Sometimes, waking up on Monday gives me a stomach ache. I think about all the things before me and am overwhelmed before I put my feet on the floor. I don’t want to have this relationship to life on any day. So I have come up with a few antidotes to the Monday internal crunch. First, I meditate, usually on the powerful Shakti goddesses that fill me up with protective energy and the feeling of abundance. Actually, I start everyday with meditation because it so dramatically changes the quality of how I think and feel.

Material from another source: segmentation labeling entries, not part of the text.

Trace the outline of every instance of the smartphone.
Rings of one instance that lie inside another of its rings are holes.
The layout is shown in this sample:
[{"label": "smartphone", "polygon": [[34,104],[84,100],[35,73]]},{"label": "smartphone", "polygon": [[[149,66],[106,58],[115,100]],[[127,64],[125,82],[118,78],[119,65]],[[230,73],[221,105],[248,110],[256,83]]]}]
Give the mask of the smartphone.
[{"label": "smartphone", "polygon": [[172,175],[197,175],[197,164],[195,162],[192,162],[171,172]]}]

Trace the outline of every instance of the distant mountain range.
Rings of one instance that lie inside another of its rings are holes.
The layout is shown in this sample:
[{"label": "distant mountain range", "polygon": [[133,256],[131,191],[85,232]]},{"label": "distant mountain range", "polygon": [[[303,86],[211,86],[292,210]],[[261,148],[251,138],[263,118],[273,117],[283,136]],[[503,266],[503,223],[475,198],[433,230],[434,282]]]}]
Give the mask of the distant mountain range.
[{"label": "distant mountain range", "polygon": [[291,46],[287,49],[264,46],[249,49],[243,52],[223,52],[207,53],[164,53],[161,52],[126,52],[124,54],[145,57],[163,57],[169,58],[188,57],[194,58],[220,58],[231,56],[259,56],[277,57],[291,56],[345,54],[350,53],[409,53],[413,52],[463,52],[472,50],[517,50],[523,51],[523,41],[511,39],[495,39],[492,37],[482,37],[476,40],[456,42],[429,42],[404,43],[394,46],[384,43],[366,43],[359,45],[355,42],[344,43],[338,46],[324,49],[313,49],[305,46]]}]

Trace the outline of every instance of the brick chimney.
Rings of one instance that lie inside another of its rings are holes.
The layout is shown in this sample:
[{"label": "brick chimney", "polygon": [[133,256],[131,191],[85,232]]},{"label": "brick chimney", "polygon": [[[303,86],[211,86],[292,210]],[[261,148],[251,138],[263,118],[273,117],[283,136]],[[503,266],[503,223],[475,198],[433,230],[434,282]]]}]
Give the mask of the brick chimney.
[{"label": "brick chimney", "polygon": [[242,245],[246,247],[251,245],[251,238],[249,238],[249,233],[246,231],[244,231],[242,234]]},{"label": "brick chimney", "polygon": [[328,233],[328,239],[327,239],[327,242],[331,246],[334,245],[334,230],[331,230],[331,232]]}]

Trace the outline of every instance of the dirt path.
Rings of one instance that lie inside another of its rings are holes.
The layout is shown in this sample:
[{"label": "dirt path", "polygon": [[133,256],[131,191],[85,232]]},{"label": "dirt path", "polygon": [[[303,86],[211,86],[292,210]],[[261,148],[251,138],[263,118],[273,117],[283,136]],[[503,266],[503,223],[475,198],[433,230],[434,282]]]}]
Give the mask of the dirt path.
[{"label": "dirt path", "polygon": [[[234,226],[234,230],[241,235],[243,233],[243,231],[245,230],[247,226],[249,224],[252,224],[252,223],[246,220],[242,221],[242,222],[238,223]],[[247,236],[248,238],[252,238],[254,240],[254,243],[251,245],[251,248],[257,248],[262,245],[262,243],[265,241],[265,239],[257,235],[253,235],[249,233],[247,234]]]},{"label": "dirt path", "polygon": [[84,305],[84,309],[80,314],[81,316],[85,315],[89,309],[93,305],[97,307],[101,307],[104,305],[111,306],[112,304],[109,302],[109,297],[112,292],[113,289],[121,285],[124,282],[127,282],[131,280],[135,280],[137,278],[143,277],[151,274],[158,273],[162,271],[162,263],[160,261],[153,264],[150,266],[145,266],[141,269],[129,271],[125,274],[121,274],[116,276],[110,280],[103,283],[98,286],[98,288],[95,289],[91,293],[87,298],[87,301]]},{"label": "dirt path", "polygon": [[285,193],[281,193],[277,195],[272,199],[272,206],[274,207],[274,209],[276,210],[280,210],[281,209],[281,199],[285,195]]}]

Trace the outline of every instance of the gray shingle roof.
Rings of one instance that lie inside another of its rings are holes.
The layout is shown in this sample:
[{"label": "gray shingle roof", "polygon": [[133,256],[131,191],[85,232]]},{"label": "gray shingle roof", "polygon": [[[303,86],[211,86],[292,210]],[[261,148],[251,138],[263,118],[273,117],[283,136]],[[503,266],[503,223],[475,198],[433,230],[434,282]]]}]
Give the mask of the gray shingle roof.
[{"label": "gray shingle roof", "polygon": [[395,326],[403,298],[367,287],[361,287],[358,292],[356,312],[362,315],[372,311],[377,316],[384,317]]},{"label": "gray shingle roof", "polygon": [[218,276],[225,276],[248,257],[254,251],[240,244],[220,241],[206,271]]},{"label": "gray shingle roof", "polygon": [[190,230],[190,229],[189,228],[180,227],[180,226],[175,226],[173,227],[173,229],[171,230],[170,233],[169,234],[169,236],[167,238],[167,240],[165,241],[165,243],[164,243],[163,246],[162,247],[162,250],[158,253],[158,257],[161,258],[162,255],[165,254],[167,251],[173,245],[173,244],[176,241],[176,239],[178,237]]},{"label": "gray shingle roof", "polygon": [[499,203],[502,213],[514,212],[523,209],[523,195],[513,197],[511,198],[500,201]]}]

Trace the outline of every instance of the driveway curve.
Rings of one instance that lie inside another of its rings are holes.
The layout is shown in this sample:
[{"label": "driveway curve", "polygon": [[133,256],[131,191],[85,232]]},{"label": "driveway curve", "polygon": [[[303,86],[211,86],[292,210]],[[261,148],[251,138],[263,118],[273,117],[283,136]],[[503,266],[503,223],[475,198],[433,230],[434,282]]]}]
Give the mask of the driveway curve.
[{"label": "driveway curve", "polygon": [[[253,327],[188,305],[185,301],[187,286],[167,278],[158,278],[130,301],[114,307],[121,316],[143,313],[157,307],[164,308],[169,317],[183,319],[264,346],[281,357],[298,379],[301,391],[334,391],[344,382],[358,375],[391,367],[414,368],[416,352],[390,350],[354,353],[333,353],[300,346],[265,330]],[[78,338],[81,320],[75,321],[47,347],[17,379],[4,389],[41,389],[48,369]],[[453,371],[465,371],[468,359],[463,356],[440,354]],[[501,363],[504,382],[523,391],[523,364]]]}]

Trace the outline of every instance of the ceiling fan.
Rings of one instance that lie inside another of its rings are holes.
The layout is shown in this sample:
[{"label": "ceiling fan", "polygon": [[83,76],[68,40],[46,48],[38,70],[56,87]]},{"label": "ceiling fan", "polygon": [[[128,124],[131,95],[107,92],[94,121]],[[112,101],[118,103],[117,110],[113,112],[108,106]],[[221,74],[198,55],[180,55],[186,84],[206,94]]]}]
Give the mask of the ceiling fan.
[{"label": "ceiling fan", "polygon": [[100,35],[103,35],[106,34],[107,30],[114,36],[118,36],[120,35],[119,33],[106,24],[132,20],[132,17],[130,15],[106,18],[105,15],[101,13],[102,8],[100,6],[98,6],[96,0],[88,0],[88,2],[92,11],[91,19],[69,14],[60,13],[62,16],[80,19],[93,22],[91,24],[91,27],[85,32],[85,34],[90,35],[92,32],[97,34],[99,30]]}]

After I meditate and I begin to contemplate the week ahead, I take myself out of it a few paces by reminding myself of the truth of time and mortality. Having just had my father pass away and realizing the regrets that often don’t surface until after we are gone, I remind myself how small this work really is, in the scheme of things. The truth about our daily lives is that we get to do what we do, for a relatively short time in the scheme of things. So why not love it or, at least, move towards it with a sense of wonder and curiosity, instead of dread.
The next thought that usually comes to me to replace my anxiety about starting the week is that for most of us, life is a problem solving activity. Its just what we get to do every day. There isn’t really a there to get to; there is just the process ever renewing and changing about how to do it a little bit better. Some weeks the problems feel really huge, like too big to even get your arms around them. This is when you can get a stomach ache waking up any day of the week. The best idea for these moments is to break up the problem into smaller pieces that give you a chance to accomplish something.
That is what is important, the feeling that you can interact and shift your perspective or the situation, even just by 5%. Sometimes the best thing that happens on a Monday is just coming clear on the fact that there is always something to do, always a way to make it slightly better. This Monday is beginning with a profoundly sad ending: The memorial ceremony of a young woman.
The key is to feel, to keep feeling, to not be afraid to feel. This is how life moves through us and allows us to come back to problem solving.